- Bryagovets Location within Bulgaria
- Coordinates: 41°39′00″N 25°48′00″E﻿ / ﻿41.6500°N 25.8000°E
- Country: Bulgaria
- Province: Kardzhali Province
- Municipality: Krumovgrad
- Elevation: 267 m (876 ft)
- Time zone: UTC+2 (EET)
- • Summer (DST): UTC+3 (EEST)

= Bryagovets =

Bryagovets is a village in Krumovgrad Municipality, Kardzhali Province, southern Bulgaria.

==Landmarks==
Located nearby is the medieval rock monastery known as "Reverend Martin’s Hole" and holds national cultural significance. Local legends suggest that Reverend Martin used this site as a hideout during the Ottoman era, where he would ambush and rob wealthy people.

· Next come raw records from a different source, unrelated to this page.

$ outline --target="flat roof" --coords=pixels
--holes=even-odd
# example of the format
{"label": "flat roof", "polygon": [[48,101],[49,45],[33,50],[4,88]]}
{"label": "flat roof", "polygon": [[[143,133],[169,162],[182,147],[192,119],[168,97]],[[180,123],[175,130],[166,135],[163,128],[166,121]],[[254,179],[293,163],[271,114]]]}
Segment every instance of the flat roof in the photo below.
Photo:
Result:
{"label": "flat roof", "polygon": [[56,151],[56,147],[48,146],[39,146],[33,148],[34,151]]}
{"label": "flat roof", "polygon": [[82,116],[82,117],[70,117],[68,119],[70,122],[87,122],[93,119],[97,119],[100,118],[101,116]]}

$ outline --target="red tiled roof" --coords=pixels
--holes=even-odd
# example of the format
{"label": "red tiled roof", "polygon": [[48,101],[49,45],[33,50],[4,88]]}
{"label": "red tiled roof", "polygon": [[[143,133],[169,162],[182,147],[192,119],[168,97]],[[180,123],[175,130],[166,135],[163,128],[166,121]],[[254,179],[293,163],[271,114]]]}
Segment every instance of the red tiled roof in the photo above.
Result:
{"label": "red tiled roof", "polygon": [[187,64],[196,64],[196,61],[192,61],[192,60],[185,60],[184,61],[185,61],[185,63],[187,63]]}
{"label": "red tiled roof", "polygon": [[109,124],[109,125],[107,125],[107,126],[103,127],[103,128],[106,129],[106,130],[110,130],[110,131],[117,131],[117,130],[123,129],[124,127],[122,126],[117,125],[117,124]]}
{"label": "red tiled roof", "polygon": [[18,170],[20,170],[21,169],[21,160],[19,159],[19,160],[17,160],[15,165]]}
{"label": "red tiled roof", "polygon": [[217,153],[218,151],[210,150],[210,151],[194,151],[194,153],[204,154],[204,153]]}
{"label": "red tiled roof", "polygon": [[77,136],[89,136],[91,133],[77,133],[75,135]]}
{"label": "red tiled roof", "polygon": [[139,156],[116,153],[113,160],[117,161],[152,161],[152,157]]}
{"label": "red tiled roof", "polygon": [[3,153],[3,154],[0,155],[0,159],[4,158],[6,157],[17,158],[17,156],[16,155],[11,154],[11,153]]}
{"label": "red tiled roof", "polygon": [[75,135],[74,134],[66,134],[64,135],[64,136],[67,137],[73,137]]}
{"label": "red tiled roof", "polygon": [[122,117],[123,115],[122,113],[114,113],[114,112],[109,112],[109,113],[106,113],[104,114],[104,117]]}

About 6 km southwest of Bryagovets, where the Arda River flows into the Krumovitza River, lies a valley approximately 1,000 meters wide. On the cliff called Kovan Kaya, near the Oreshari protected area, there are over 150 carved rock niches. These niches, grouped in several locations, are associated with various Thracian archaeological sites in the region.

The Ivaylovgrad dam, situated 27 km to the east of Bryagovets, is one of the largest dams in Bulgaria. The dam supports a variety of fish species, including catfish, carp, and zander, making it a popular spot for fishing. Additionally, the dam is used for water sports, hosting the Republican canoeing regatta every June.